By Rob Schellenberg
Editor's note: This story is the third in a four-part series about three college alumni at Moncton Wesleyan Church. Stay tuned for more about Jeremy MacDonald ('09).
outh Quake changes lives.
David Steeves (College '00), the youth pastor at New Brunswick’s Moncton Wesleyan Church, knows that it was critical to his decision to go into full-time ministry.
Steeves was providing counselling support at Youth Quake back in 1998 when a young teen came forward. Steeves prayed with the teen and helped lead him to a personal relationship with Christ. He then stayed behind to pray and very directly felt God’s leading.
“(I) had my moment where I just felt so incredibly impacted for God and really felt like he just imprinted on my life that I was meant to impact teenagers,” Steeves said. “I didn’t know what that exactly looked like, but it was 100 per cent that I had received a call into full-time ministry.”
Steeves went on to complete two years of Sports Ministry studies at Briercrest while playing hockey for the Clippers. He then returned to New Brunswick to fulfill a promise to his mother by finishing his degree in kinesiology.
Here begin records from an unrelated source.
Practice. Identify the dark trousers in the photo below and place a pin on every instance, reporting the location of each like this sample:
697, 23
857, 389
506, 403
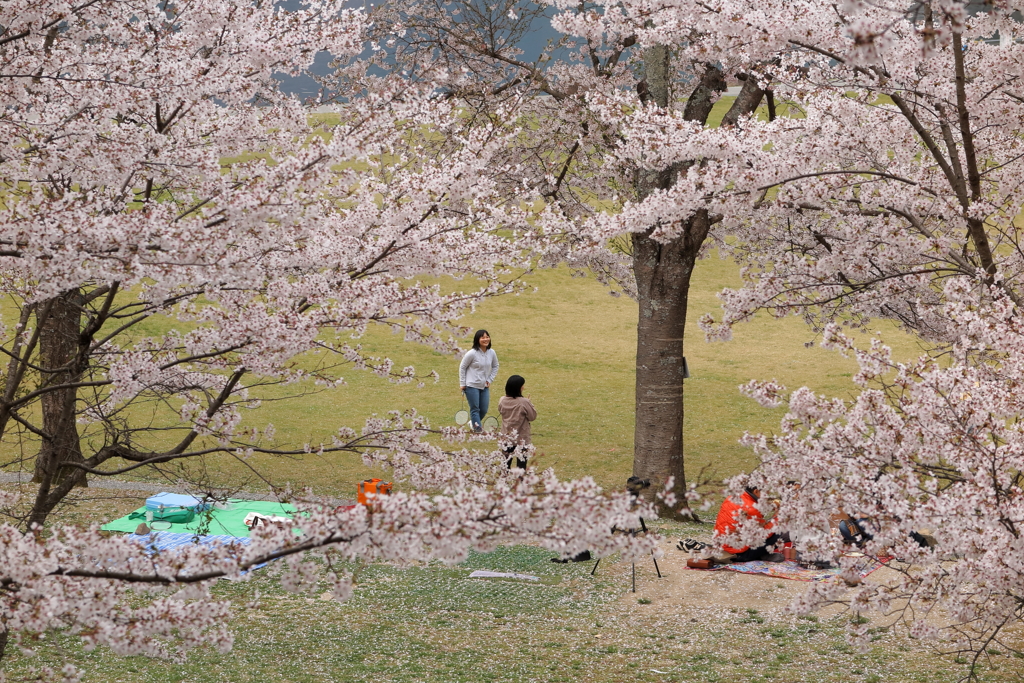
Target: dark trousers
519, 462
While studying there, he also finished his Briercrest degree by doing five distance learning classes, completing his exit interviews, and working 20 hours a week at an area church.
Moncton Wesleyan then hired him to work with the pastoral team, which allowed him to focus in on his assignment rather than dividing his focus.
“I was really able to dive into youth ministry for nine years,” Steeves said.
Jeremy MacDonald was in Grade 8 when Steeves started working with the church’s youth, and now they are team members who want to reach the youth of Moncton.
MacDonald went through the youth program, did an internship at the church, graduated from Briercrest College and Seminary, and now is being trained to take over the large youth program.
“I just went to the board, to our executive pastor, and I said, look at Jeremy. (He) is about to graduate and I don’t want him going anywhere else. We have too much invested in this guy, and so I’m willing to give up my seat here as youth pastor to bring him in, and what I’ll do is I’ll mentor him for another two years and really try to make the most seamless transition possible in youth ministry.”
The pair just completed the first year of the transition, and Steeves is happy with how it is working.
“The first year was a home run. The numbers increased and we’re doing really well with the transition plan.”
The plan includes making sure none of the kids fall through the cracks during the crossover.
“So the kids that were connected to me still feel like I’m around and still feel like they have their youth pastor and the newer kids that didn’t make the connection with me have Jeremy,” Steeves said.
Steeves was the architect of the transition, but it was executive pastor Kevin Matthews and the board that granted the permission to roll out the plan.
“The basis of the plan was simply I spent nine years of my life building this ministry and pouring into the families of these kids and I just didn’t just want to walk away from that and turn it over to somebody to come up with a new mission statement and a new plan and disconnect with families that have been established.
“I wanted to make sure it was a smooth transition.”
Steeves will be moving on to student ministries at the church and will also be in charge of missions. He recently took a team to Congo, where they were building a school, have built a medical clinic, and have established a child sponsorship program for kids in a school for deaf children.
The pastor credits Briercrest with giving him the foundational training he needed to do his ministry.
“Certainly the biblical foundations—that might be obvious, but it needs to be stated. The enrichment of the Word, the hunger for the Word, understanding how deep the Word, is certainly what I kept gleaning from Bible school.”
“I believe it taught me leadership principles as well. And it fostered an environment where I received my call to ministry.”
He especially appreciated Briercrest’s perspective on teaching. He was told that if you came from these denominations you’ve been taught this, and if you came from these you were taught that. He appreciated the professors’ teaching because “it gave me a birds-eye view of what causes the divisions of denominations.”